Le Professeur Bell a choisi le silence. Il s’est limité à décrire la technique, les heures et les volumes. Il s’est bien gardé de conclure, de nommer ou d’interpréter.

« La magie de la technologie », a-t-il simplement lâché en projetant la vidéo de Martinez Zogo agonisant. Puis plus rien.

La question qui reste en suspens

Techniquement, l’expertise est accablante : 26 appels WhatsApp supprimés entre deux hommes ; une chronologie des suppressions qui épouse parfaitement celle du crime ; une localisation BTS qui place les téléphones du commando à Soa, zone où la victime a été torturée.

Mais sur le plan judiciaire, un vide demeure : l’expert n’a nommé aucun commanditaire.
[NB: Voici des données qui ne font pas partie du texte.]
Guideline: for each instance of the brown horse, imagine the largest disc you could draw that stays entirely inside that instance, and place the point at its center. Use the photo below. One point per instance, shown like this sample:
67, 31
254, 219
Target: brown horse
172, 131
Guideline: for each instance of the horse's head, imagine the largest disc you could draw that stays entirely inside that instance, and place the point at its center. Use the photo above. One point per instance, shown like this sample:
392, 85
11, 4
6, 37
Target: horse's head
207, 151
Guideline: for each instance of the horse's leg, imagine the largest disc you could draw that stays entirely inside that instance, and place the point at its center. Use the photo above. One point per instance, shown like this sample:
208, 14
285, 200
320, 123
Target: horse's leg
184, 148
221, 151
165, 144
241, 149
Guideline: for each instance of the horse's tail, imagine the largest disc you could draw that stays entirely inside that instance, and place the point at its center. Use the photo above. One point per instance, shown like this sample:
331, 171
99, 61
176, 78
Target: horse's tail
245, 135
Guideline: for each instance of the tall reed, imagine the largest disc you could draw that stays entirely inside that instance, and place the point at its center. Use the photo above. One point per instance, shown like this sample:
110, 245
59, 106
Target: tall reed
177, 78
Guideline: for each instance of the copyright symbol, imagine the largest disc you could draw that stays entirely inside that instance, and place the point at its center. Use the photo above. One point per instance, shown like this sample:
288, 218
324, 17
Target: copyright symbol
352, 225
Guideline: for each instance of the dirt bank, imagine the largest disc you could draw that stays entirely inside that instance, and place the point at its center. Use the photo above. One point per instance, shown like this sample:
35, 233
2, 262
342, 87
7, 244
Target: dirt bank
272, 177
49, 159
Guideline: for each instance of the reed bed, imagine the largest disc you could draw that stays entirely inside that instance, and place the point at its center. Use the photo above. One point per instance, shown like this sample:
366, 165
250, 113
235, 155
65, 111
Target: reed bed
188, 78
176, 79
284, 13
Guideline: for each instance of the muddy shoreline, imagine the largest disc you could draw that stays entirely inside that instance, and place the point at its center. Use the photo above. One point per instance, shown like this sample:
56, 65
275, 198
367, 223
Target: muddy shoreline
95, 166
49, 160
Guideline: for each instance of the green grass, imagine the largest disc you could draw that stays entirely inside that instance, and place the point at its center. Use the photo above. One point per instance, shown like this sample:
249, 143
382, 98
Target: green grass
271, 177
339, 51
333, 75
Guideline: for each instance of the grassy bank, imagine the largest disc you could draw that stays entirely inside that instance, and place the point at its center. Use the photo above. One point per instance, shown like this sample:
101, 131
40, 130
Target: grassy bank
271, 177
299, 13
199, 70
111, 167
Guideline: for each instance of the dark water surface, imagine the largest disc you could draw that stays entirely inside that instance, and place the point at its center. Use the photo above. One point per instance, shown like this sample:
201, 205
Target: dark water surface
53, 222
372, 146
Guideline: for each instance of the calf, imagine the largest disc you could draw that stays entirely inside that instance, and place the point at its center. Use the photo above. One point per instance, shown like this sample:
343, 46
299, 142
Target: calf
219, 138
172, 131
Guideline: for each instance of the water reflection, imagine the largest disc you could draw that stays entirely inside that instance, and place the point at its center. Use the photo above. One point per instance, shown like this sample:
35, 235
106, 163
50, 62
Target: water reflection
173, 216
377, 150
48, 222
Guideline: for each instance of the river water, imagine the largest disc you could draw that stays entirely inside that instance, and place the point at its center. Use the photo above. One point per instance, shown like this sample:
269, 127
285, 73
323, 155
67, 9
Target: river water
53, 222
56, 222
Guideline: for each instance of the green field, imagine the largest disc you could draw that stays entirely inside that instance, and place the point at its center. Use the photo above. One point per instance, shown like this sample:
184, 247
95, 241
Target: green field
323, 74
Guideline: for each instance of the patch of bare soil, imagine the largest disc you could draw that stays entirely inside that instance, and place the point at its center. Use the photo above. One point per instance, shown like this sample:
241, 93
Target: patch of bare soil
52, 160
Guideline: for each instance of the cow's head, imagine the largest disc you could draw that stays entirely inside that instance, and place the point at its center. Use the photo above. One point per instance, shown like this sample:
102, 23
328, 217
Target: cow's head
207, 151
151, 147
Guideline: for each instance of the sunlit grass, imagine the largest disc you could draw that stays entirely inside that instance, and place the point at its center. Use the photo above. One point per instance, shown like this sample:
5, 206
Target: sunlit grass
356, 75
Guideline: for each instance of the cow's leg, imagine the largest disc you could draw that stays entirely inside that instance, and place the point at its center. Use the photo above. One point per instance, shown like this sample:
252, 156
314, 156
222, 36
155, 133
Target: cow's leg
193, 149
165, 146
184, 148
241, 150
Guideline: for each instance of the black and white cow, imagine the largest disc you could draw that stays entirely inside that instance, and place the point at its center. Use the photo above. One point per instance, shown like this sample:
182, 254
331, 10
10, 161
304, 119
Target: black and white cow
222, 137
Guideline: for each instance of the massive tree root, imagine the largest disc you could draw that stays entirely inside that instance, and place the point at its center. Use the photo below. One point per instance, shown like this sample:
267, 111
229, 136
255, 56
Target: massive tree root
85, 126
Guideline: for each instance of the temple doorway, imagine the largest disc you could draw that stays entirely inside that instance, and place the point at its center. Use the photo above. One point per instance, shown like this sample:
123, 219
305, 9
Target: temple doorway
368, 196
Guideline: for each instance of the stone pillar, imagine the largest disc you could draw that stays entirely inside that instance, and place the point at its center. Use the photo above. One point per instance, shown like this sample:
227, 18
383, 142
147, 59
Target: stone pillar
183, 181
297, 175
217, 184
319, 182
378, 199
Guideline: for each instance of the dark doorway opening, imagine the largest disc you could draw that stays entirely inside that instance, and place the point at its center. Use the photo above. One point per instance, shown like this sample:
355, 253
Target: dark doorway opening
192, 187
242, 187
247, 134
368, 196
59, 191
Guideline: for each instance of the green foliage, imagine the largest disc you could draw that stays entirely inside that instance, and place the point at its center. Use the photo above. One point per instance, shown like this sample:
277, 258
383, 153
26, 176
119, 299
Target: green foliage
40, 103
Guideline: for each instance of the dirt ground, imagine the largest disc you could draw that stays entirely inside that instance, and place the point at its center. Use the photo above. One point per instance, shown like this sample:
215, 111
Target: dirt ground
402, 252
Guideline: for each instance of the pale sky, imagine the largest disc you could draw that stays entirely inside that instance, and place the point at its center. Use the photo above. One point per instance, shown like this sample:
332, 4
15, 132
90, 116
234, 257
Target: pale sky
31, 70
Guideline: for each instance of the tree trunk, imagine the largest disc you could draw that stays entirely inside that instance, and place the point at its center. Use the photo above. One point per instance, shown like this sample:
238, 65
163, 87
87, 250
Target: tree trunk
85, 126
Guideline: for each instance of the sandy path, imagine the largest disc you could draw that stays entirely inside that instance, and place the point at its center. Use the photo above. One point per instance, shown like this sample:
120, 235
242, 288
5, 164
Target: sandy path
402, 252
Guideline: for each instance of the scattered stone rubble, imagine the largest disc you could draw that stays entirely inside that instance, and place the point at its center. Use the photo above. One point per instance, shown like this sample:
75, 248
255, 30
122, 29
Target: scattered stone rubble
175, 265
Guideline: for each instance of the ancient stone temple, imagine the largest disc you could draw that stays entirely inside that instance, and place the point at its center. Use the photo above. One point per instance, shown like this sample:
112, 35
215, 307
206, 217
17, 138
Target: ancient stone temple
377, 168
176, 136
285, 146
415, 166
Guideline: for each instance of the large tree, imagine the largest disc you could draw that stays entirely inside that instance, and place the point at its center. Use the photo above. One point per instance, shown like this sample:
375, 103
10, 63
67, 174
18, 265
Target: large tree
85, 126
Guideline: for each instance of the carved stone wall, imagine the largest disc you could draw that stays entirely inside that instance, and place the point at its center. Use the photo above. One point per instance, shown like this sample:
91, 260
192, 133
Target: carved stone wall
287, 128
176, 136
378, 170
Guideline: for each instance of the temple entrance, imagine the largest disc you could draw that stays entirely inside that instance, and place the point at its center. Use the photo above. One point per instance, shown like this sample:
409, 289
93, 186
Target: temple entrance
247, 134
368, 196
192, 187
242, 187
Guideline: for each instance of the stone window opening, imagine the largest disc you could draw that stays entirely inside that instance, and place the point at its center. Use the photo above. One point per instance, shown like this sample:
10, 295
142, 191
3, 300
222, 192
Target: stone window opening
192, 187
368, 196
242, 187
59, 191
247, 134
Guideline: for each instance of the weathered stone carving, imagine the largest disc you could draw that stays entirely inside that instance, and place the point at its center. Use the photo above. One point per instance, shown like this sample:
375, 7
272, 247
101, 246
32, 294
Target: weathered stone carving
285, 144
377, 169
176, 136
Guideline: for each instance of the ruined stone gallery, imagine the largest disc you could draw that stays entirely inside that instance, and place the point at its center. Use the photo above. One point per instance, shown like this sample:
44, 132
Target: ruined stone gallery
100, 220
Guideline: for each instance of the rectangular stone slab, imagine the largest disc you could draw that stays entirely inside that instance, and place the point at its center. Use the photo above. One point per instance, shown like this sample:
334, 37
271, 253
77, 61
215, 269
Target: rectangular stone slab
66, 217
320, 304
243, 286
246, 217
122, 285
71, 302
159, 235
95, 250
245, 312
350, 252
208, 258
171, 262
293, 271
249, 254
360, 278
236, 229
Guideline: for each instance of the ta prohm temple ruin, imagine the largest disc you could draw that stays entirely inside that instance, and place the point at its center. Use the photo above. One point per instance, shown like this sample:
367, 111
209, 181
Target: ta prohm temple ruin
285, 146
Il a décrit le « comment » avec une précision d’horloger, mais s’est tu sur le « qui ».

Or, dans un assassinat, le tireur n'est pas le seul responsable. Le droit pénal camerounais punit le commanditaire au même titre que l’auteur matériel.

Dès lors, la question reste entière, posée tant par l’accusation que par la défense : si les métadonnées prouvent l’intensité des échanges et le ciblage des suppressions, pourquoi l’expert désigné par le Ministère public refuse-t-il d’aller jusqu’au bout de son analyse ? Ce silence est-il lié au cadre strict de sa mission ? À une limite technique ? À un choix stratégique ? Ou à des pressions ? Seul le tribunal tranchera.

En attendant, les chiffres sont là : 26 appels, des volumes massifs supprimés et une chronologie calquée sur les faits. Et face à cela, un expert qui, au moment de conclure, s’en est strictement tenu à la technique.

Les praticiens du droit qui suivent ce procès s’accordent sur un point : il est urgent que le tribunal se prévale de l’article 346 du CPP pour ordonner un complément d’expertise. Car beaucoup redoutent que l’objectif de ceux qui ont circonscrit le travail de l'expert ne soit déjà atteint : transformer le clair-obscur en une obscurité totale, où il devient désormais impossible de distinguer les contours de la vérité.